The floor rule confusion: Some AFOQT prep versions count the floor as a touching surface, others don’t. Most prep materials treat the floor as neutral — you count block-to-block contact only. Read your specific test instructions carefully and lock in the rule before you start drilling.
Rushing the first look: The instinct is to eyeball and guess. Candidates who do this consistently leave points on the table. Spend two seconds orienting yourself to the shape before you look at the target block.

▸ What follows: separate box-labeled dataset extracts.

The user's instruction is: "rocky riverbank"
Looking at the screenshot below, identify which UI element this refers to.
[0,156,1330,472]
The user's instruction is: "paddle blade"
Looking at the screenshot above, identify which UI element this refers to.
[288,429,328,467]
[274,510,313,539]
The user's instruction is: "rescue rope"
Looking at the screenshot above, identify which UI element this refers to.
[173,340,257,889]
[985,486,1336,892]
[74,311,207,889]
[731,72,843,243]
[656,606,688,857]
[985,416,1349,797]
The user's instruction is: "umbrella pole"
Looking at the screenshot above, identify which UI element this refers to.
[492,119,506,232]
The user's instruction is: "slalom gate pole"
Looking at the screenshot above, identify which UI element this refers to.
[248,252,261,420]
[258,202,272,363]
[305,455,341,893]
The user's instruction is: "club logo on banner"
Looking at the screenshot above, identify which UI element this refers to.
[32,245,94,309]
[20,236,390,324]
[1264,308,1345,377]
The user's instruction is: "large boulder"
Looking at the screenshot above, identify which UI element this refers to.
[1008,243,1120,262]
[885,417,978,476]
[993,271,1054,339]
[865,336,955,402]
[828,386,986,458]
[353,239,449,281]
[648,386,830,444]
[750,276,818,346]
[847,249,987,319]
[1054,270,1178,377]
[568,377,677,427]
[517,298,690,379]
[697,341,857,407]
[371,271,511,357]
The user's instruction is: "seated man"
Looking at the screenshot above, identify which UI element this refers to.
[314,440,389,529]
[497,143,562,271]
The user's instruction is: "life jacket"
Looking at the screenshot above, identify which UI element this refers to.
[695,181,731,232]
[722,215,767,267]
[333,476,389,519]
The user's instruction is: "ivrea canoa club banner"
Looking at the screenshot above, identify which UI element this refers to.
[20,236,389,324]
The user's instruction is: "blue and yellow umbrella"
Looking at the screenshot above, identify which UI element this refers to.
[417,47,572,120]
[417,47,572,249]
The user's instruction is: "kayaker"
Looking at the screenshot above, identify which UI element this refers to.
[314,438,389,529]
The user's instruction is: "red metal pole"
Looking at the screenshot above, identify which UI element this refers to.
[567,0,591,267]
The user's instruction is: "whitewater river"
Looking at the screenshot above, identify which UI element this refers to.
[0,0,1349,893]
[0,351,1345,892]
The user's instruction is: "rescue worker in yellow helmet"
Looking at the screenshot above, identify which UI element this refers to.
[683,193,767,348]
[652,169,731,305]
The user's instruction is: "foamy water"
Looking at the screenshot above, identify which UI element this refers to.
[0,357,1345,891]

Drilling without a method: Volume alone won’t fix this. Ten random stacks a day without a deliberate technique produces a plateau. Pick one method — face accounting or layer approach — and commit to 200 repetitions. That’s where the improvement shows up.
Practice Resources
The official Air Force AFOQT Study Guide has the most accurate block diagrams, but the volume is limited. Supplement with:
- Kaplan AFOQT Prep — solid block counting section with varied difficulty levels
- Peterson’s Master the AFOQT — more total questions, good for volume drilling
- 3D spatial reasoning apps — anything that trains mental rotation transfers directly to block counting
YouTube worked examples are underrated. Watching someone apply the face accounting method in real time lets you see the rhythm of it before you’ve internalized it yourself. That visualization step speeds up the learning curve.
Setting a Score Target
Block Counting feeds into your Quantitative score. Competitive pilot candidates typically aim for 50+ on Quantitative — and weak block counting performance can drag that number down even when your arithmetic and data interpretation are solid.
Target 70 to 80 percent accuracy in practice under timed conditions. That’s 14 to 16 correct out of 20. Hit that range consistently and you’re in good shape heading into test day.
That’s what makes this subtest encouraging to people who struggle with it at first — it responds to practice in a measurable way. Block Counting isn’t a talent. It’s a skill, and skills improve.